Several customers lined up outside of Martin’s shop this weekend and said they don’t mind Martin’s unconventional health standards.
“He just seems like a normal person who just wants to keep his business open. He wants to keep his food on the table. And I’m in full support of that ‘cause I feel pretty bad about the small businesses that people put their heart in and because of this virus — they all have to close down,” customer Tanner Zingleman, who waited more than 90 minutes to get a haircut from Martin, told KOMO News.
Several other customers said they traveled to Martin’s barbershop for similar reasons.
“I liked what they were saying and what they were standing up for, so I got in line,” one customer told KTTH’s Jason Rantz.
They received a few negative remarks from people driving by, the customer recalled, “but all that we had to say was just, ‘Thank you for your opinion,'” he said.
Martin’s actions earned a rebuke from Inslee, who told him to “cut it out.”
“This person in Snohomish County, they’re going to have to come into compliance,” Inslee said during a Tuesday press conference, referring to Martin.
The state’s Department of Licensing is also reportedly considering revoking Martin’s barber license if he refuses to obey Inslee’s order.
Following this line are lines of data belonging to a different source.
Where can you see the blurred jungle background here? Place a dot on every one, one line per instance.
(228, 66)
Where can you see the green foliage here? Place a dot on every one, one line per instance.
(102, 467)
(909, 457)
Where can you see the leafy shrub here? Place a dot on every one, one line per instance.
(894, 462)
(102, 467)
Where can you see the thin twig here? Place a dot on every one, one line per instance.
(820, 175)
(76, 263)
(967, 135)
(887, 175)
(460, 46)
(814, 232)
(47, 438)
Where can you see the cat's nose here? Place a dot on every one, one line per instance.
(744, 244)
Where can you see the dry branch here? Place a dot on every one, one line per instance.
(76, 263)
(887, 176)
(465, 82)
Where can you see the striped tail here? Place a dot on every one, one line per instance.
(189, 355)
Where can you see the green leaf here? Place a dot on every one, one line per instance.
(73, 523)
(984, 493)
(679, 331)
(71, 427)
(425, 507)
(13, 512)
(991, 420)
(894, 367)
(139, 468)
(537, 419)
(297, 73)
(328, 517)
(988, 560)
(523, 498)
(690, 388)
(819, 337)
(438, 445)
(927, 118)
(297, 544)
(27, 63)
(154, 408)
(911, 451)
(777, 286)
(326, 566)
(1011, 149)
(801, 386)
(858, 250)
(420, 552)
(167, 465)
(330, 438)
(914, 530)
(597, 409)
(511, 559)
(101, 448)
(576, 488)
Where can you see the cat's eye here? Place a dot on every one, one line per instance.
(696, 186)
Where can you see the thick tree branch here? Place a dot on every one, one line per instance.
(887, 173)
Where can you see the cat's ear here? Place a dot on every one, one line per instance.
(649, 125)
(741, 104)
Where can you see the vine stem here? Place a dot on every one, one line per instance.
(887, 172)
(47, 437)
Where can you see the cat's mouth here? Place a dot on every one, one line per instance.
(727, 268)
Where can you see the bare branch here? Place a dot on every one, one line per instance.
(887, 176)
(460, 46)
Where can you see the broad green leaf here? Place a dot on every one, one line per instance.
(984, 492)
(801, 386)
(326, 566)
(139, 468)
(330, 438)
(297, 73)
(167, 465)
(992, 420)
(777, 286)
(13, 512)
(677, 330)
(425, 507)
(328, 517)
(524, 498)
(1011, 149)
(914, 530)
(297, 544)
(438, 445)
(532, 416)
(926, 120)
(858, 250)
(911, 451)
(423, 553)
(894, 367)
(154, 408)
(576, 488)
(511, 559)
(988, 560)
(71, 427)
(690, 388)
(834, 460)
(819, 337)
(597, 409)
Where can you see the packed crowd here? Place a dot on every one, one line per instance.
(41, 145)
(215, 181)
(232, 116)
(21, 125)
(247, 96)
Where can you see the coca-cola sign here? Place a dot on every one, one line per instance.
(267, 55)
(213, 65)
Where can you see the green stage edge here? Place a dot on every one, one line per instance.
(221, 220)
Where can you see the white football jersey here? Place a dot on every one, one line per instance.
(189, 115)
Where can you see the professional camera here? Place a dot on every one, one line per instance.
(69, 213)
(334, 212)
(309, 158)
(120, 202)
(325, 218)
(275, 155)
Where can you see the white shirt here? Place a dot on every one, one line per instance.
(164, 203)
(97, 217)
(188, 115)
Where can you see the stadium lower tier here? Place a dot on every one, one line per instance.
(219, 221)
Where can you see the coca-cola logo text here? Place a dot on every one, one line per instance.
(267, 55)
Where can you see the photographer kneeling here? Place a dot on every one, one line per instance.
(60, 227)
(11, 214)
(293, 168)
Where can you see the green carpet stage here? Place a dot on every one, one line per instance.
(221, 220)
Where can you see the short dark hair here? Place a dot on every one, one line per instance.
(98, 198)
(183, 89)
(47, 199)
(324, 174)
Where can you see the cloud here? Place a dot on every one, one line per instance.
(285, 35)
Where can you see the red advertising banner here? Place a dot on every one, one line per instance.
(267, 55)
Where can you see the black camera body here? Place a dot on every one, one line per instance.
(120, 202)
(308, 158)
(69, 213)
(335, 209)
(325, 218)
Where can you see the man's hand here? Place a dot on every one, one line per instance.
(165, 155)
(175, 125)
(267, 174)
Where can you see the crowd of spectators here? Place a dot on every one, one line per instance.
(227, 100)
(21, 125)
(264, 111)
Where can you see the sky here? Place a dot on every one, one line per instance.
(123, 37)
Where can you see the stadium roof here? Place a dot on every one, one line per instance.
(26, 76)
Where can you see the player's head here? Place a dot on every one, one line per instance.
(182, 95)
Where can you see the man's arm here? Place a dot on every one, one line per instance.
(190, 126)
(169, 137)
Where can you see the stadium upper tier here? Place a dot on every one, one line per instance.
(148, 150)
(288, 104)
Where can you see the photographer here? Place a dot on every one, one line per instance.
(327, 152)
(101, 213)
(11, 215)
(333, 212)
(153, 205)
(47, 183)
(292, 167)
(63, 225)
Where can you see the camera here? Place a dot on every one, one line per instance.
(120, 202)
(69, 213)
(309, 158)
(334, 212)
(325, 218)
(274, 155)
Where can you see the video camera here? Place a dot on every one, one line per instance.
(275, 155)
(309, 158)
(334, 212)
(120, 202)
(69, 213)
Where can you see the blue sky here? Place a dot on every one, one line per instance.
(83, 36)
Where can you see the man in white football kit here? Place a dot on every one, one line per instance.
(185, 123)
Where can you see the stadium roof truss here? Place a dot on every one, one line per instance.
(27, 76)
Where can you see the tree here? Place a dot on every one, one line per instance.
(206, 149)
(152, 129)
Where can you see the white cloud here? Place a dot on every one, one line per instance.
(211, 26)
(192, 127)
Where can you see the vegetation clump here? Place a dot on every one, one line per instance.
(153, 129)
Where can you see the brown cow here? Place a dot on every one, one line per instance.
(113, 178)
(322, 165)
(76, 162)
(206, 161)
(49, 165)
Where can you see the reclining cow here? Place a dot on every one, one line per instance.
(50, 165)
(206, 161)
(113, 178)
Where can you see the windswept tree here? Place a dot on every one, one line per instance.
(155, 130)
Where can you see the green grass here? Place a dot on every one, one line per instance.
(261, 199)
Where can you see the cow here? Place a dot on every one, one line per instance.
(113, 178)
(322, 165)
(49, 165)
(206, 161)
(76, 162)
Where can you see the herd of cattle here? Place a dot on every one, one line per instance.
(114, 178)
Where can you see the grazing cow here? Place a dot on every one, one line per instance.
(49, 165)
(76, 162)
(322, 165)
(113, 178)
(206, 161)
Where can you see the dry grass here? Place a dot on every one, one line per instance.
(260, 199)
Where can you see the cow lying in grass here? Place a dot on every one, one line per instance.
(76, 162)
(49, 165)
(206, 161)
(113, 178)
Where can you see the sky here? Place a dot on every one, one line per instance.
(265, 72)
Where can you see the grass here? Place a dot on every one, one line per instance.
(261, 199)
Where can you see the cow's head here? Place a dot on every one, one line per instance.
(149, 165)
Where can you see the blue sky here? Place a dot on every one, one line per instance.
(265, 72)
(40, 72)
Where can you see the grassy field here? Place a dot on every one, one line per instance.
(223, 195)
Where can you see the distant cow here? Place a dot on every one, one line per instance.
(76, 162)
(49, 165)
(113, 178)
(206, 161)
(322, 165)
But Martin said he doesn’t care.
“I’ll work anyway,” he said.
Martin said that the numbers do not justify the extreme measures Inslee has taken, and argued that the loss of livelihood will be much more detrimental than the coronavirus.
“I just don’t believe what’s happening,” he told CBS affiliate KIRO-TV. “They don’t have the authority to take that away from us. It is our constitutional right to do what we are doing.”